Steven Tyler sang The Star-Spangled Banner before Sunday’s AFC Championship game. He sang it straight until he let out a scream near the end, then he finished the last line. When I heard him scream, I said, “Yeah!” and thought, “Go, Steven!”
Then I thought of the calls that would come in to talk radio over the next couple of days. “It was awful, he screamed. There’s no screaming in the national anthem. The country is going to hell. They shouldn’t be allowed to change the national anthem. They should sing it right”
Sing it right? You’re not a singer or musician are you?
My friend, Cindy Howes at WYEP Pittsburgh, posted a Rolling Stone story on her FB page earlier this month about a state senator in Indiana who wants to fine you if you “change” the national anthem at public school events. $25 fine. And what does that mean, ‘change?’ People who don’t know anything about music should not be allowed to make laws about it.
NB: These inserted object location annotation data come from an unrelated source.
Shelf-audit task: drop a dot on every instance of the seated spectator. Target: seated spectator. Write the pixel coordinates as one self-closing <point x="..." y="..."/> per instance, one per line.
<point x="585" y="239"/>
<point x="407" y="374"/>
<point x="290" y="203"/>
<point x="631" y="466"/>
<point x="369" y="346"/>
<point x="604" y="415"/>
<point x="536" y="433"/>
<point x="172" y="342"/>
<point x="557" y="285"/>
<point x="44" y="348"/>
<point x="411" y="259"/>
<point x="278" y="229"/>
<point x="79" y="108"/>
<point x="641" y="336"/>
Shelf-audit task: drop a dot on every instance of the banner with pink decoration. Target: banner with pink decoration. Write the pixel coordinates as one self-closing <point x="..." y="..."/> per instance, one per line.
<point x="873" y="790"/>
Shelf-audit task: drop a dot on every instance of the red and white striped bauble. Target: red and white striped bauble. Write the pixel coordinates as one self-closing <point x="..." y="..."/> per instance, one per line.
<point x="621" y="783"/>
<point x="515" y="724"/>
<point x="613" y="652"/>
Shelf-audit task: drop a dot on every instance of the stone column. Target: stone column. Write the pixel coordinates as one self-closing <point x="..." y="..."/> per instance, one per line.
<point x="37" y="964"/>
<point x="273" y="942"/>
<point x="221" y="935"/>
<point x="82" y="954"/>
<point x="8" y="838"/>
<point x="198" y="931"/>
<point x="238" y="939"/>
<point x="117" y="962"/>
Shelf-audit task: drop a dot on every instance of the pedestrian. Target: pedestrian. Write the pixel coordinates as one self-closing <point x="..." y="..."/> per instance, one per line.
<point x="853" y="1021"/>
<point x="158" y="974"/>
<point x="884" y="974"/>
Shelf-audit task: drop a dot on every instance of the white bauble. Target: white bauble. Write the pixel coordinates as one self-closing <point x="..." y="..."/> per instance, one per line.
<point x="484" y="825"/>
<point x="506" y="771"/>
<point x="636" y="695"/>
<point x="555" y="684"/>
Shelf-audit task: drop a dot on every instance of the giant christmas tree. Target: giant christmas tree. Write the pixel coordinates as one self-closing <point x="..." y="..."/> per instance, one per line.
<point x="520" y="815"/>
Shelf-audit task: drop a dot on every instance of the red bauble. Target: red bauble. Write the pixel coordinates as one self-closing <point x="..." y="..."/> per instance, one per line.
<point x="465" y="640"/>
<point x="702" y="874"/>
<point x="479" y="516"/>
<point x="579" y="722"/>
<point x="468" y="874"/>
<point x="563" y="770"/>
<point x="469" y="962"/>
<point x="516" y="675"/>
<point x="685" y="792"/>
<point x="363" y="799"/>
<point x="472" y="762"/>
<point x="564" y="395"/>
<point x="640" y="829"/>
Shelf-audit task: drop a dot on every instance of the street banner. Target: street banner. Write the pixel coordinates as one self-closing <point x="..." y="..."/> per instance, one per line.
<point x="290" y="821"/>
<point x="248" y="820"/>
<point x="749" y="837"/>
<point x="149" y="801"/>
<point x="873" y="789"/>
(By the way, the above referenced story says Massachusetts already has a law imposing some restrictions on how the national anthem may be performed. $100 fine.)
The first one to change the song was Francis Scott Key. I wonder how much they would fine him today? If people weren’t allowed to change songs, we wouldn’t even have The Star-Spangled Banner.
You can gripe about people changing the national anthem all you want. It’s a free country. Singers and musicians can ‘change’ the national anthem all they want…for the same reason.
Otherwise we’d be singing, “…o’er the land of the oppressed…and the home of the music police.”